Factory methods & the language model

Thu Sep 9 16:15:42 UTC 2021

On Thu, Sep 9, 2021 at 10:24 AM Dan Smith <daniel.smith at oracle.com> wrote:
>
> JEP 401 includes special JVM factory methods, spelled <new> (or, alternatively, <init> with a non-void return), which are needed as a standardized way to encode the Java language's primitive class constructors.
>
> We have a lot of flexibility in how much we restrict use of these methods. Too many restrictions seem arbitrary and incoherent from the JVM's point of view; but too few restrictions risk untested corner cases, unfortunate compatibility obligations, and difficulties mapping back to the Java language model.
>
> Expanding on that last one: for tools that operate with a Java language model, there are essentially three strategies for dealing with factory methods outside of the core primitive class construction use case:
>
> 1) Have the JVM reject them

This gives us the maximum flexibility to expand factories in the
future and let's us concentrate on the inline types use cases.  Seems
like a pretty safe fallback position on factories.

> 2) Ignore them

I strongly dislike this.  If javac were to ignore them, and just not
generate them, they are effectively dead code.  It's be much clearer
to users if javac flagged them as such and refused to compile unless
they were deleted.  If javac ignores them, we still need an answer on
what the JVM does with them - reject them?  load them but prevent them
from being invoked?  drop them when loading the classfile?  This seems
like it collapses back to option 1.

> 3) Expand the model to include them

How much expanding does the model need?  We had originally modeled the
<new> factory methods as regular static methods and only gave them the
specialized name to make them easy to detect, to deal with withfield
being limited to the nest,  and to allow reflective operations like
Class::getConstructor() and Class::newInstance() to identify the
inline type "constructors".  Am I forgetting a case?

>
> Taking javac as an example, here's what that looks like:
>
> 1) If factory methods outside of primitive classes are illegal, javac can treat classes with such methods as malformed and report an error.
>
> 2) Or if javac sees a factory method in a non-primitive class, it can just leave it out when it maps the class file to a language-level class. (There's precedent for this in, e.g., the treatment of fields with the same name and different descriptors.)
>
> 3) Or we can allow javac to view factory methods in any class as constructors. A few complications:
>
>     - Constructors of non-final classes have both 'new Foo()' and 'super()' entry points; factories only support the first. So we either need to validate that a matching pair of <new> and <init> exist, or expand the language to model factories independently from constructors.

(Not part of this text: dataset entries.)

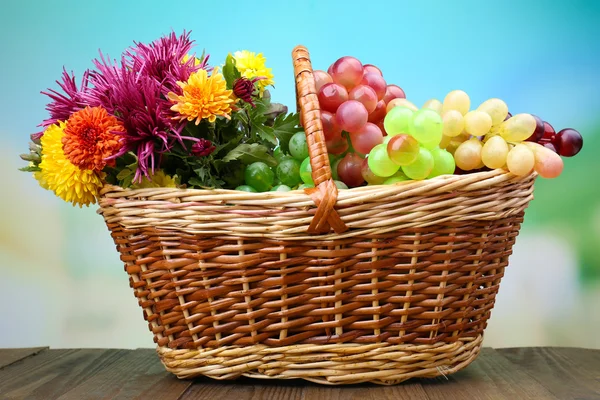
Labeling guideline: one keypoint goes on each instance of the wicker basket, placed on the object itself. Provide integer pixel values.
(373, 284)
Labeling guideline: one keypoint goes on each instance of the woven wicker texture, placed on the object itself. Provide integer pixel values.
(399, 283)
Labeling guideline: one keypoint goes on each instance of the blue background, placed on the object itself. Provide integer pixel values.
(59, 264)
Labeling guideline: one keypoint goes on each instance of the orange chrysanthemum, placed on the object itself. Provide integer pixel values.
(90, 138)
(203, 97)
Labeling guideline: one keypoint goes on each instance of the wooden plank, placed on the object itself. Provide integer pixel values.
(568, 373)
(53, 372)
(490, 376)
(136, 374)
(9, 356)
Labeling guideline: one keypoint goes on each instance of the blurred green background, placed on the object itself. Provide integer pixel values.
(61, 281)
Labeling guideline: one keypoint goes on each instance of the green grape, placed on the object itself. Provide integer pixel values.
(281, 188)
(380, 163)
(340, 185)
(288, 172)
(443, 163)
(397, 177)
(298, 147)
(397, 120)
(426, 126)
(306, 171)
(246, 188)
(305, 186)
(422, 166)
(259, 176)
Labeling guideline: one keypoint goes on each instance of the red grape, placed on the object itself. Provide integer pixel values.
(371, 68)
(549, 132)
(331, 96)
(568, 142)
(366, 95)
(321, 78)
(377, 82)
(350, 170)
(331, 129)
(393, 92)
(366, 138)
(538, 133)
(379, 113)
(351, 116)
(368, 175)
(347, 71)
(337, 145)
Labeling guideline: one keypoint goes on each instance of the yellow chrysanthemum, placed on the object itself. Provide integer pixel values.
(66, 180)
(252, 65)
(159, 179)
(203, 97)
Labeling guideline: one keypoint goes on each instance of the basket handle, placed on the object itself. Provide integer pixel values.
(324, 194)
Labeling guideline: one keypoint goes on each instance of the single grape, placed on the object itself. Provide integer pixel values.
(496, 109)
(288, 172)
(549, 132)
(468, 154)
(331, 129)
(426, 126)
(298, 146)
(246, 188)
(453, 123)
(434, 104)
(376, 82)
(547, 163)
(397, 177)
(371, 68)
(443, 163)
(403, 149)
(477, 123)
(306, 171)
(393, 92)
(380, 163)
(259, 176)
(494, 152)
(400, 102)
(457, 100)
(347, 71)
(538, 133)
(520, 160)
(321, 78)
(398, 120)
(350, 170)
(518, 127)
(568, 142)
(281, 188)
(351, 116)
(340, 185)
(421, 167)
(366, 138)
(365, 95)
(368, 175)
(331, 96)
(379, 113)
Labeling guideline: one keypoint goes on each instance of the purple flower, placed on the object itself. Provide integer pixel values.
(203, 148)
(244, 89)
(63, 105)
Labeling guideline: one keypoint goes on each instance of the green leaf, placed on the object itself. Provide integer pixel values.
(284, 128)
(249, 153)
(230, 72)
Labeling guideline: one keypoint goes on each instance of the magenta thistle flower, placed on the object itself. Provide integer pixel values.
(203, 148)
(63, 105)
(244, 89)
(163, 60)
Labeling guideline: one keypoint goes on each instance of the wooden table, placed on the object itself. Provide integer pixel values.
(515, 374)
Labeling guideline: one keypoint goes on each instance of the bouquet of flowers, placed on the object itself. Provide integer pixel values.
(158, 117)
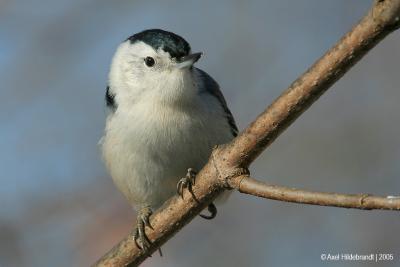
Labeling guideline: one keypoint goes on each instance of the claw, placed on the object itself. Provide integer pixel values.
(213, 212)
(186, 182)
(140, 237)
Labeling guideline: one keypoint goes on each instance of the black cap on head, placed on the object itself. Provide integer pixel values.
(175, 45)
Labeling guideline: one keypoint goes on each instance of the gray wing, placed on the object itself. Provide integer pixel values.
(212, 87)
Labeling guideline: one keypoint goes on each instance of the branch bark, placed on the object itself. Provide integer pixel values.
(229, 162)
(247, 185)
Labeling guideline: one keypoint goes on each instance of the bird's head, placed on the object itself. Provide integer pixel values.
(153, 64)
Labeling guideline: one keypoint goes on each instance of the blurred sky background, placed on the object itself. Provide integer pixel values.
(58, 204)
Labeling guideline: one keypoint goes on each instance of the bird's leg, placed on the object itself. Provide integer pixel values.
(142, 220)
(188, 182)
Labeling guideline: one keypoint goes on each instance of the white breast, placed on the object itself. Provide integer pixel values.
(149, 146)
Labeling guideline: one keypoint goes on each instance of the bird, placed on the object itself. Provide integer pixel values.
(164, 118)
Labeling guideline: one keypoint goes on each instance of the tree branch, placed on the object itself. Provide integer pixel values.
(248, 185)
(230, 161)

I don't think we want to touch the "new/dup/<init>" sequence and
trying to allow factories to operate in that delicate dance would be a
mistake.  Factories, beyond the inline types uses, give us a chance to
encapsulate the "new/dup/<init>" dance and present a cleaner model.
We shouldn't attempt to mix the two.

>
>     - The language expects instance creation expressions to create fresh instances. We need to either validate this behavior (does the factory look like "new/dup/<init>"?) or relax the language semantics (perhaps this is in the grey area of mixed binaries?)
>

Only the invokestatic bytecode should be used to invoke a factory.
Classes can have both factories and constructors, but they serve
different purposes and only overlap due to reflective operations.
Keeping them completely separate at the bytecode level is cleanest.

>     - Factories can appear in abstract classes and interfaces. Again, are we willing to change the language model to support these use cases? Perhaps to even allow their declaration?

This makes sense.  Factories are just static methods with a special
name.  A factory on an abstract class or interface makes sense if the
concrete implementations are all package-private (sealed?) so users
only reference the one public abstract class.

>
>     - If a factory method has a mismatched return type (declared in Foo, but returns a Bar), are we willing to support a type system where the type of a factory invocation is not the type of the class to which the factory belongs?
>

I thought we needed this capability for anonymous inline classes as
they can't name themselves in the return type of the factory.  And I
don't see a problem with it as long as we don't touch the new/dup/init
dance.  Is there another problem here I'm not seeing?

> There are probably limits to what we're willing to do with (3), which pushes at least some cases into the (1) or (2) buckets.
>
> So, my question: what should we expect from (3), now and in the foreseeable future? And for the cases that fall outside of it, should we fall back to (1), (2), or a mixture of both?
>

(1), limiting to inline types, is the easiest and safest option while
allowing the most flexibility to change in the future.

For (3), it seems like all the complexity goes away if we don't try to
make factories == constructors at the bytecode level.  Am I missing
something that would force us to do so?

--Dan